Pain management is central to any practice of medicine. Pain is often incommunicable – that is to say that while a professional can ask you about the quality, type, duration, location, and intensity of pain, the subjective actual experience of it is wholly beyond easy adjectives. Pain spans along gradients of urgency and omnipresence, where at even low-to-moderate degrees of both, our functional capacity to really live our life fully can be markedly impaired. Constant pain can limit mobility, it can drastically impact social life, it can inhibit sleep, and it can of course exacerbate or simply generate on its own depression, fear, and deep anger.

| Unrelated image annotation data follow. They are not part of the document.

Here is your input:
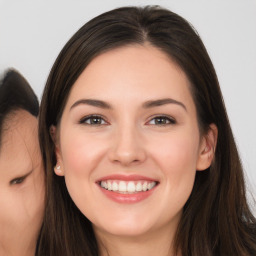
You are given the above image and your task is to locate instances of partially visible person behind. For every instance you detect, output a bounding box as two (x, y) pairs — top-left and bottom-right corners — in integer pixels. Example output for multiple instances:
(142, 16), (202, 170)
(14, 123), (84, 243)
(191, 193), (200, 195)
(0, 70), (45, 256)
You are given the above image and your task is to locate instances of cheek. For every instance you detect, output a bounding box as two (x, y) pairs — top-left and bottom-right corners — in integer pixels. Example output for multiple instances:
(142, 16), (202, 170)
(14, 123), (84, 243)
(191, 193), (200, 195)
(61, 133), (106, 179)
(151, 132), (199, 183)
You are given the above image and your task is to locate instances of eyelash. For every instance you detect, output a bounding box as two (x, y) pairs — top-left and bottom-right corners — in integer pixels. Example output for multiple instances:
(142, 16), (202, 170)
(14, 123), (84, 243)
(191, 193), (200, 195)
(79, 115), (177, 126)
(147, 115), (177, 126)
(79, 115), (108, 126)
(10, 177), (26, 185)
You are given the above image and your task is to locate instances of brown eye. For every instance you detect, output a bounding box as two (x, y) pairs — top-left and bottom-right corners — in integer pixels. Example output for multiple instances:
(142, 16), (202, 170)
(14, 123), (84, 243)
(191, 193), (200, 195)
(10, 177), (26, 185)
(79, 115), (107, 125)
(148, 116), (176, 125)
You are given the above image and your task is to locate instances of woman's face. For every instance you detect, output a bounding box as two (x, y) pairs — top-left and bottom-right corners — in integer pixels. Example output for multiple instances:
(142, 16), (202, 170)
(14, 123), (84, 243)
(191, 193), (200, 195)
(55, 45), (214, 240)
(0, 110), (44, 255)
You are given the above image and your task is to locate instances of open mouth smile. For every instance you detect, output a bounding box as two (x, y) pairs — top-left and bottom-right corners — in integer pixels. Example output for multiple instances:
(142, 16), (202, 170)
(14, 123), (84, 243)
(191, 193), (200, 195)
(96, 175), (159, 203)
(99, 180), (157, 194)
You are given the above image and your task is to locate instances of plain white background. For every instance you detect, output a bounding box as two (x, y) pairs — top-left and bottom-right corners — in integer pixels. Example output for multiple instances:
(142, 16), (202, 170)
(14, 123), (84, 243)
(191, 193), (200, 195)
(0, 0), (256, 198)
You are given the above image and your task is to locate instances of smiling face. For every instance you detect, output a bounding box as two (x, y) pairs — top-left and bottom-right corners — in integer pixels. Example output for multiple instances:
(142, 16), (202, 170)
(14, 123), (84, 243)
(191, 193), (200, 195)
(55, 45), (212, 242)
(0, 110), (44, 255)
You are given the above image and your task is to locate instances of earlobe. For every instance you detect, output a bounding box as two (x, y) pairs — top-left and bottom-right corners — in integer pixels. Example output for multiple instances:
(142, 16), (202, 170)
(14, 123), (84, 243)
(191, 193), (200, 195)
(54, 162), (64, 176)
(49, 125), (64, 176)
(197, 124), (218, 171)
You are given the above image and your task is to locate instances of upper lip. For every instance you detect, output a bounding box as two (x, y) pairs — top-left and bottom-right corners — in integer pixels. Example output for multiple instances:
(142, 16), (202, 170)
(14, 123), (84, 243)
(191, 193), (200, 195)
(96, 174), (158, 183)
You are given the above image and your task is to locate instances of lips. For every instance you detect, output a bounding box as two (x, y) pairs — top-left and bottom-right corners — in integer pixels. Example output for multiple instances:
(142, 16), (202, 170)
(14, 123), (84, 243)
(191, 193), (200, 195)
(100, 180), (157, 194)
(96, 175), (159, 203)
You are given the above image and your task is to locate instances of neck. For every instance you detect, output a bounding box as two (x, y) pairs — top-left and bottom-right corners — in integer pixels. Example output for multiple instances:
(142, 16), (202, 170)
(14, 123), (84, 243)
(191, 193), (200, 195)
(0, 232), (36, 256)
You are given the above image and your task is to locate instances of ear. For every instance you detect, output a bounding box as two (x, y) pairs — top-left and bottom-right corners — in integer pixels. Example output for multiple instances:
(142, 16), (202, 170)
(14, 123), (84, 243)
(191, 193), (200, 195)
(196, 124), (218, 171)
(50, 125), (64, 176)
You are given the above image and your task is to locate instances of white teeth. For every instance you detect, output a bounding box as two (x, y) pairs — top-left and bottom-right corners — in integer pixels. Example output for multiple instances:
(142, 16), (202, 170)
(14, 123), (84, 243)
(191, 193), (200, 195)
(100, 180), (156, 193)
(112, 182), (118, 191)
(142, 182), (148, 191)
(136, 182), (142, 192)
(118, 181), (126, 192)
(127, 181), (135, 192)
(108, 181), (112, 190)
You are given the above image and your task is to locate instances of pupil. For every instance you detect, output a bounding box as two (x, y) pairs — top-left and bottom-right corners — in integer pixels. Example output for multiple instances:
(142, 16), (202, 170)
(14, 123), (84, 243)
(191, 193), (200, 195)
(156, 118), (166, 124)
(92, 117), (101, 124)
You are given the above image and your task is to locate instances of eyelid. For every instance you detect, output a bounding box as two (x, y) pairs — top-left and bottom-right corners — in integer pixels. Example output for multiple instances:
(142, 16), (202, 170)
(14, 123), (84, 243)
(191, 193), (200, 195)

Pain Management: Stagnation and Obstruction
It is an old axiom in traditional medicine, but it holds true – pain always comes from obstruction. What should be moving, is not, or is impeded from doing so in its proper course – whether this stagnation is from physical trauma, the aftermath of an illness or as part of its progression, or from simple changes in range of motion and ability with age. Acupuncture, herbal medicine, and bodywork all have a place in treating pain, and especially chronic pain. There are three strategies at work when treating pain, though one of traditional medicine’s profound benefits is that it has the capacity to make use of each of these strategies simultaneously. The first strategy is to bring down the subjective experience of pain, right then and there, while you are being treated, and work to ensure that it stays down for some time after, for increasing durations with repeated treatments. The second strategy is work with you to discover or to clearly elucidate what functional aspects of your life in terms of mobility, sleep, and the like are most affected by the pain, and to ease the negative impact. Finally, and perhaps in some ways most importantly, acupuncture has the potential to help shift one’s relationship to the pain itself, both bodily and psychologically. Chronic pain generates fear, and a deep tension of resistance in the body to further experience of that pain. And while during some acute phase of injury it is healthy for the body to clench and recoil at the reintroduction of pain, after some fairly short time, this tension serves no purpose but to actually increase the experience of pain, and lessen the likelihood of its cessation. There are emotional and psychological aspects to this certainly, but when tension is too great, stress tightens capillary beds in a sympathetic nervous system response, and circulation to all but vital areas is inhibited. Muscles and whole limbs, and ultimately much of the whole body in long-term pain, can be undernourished and chronically clenched, producing a self-reinforcing cycle of tension, impaired circulation, and immobility.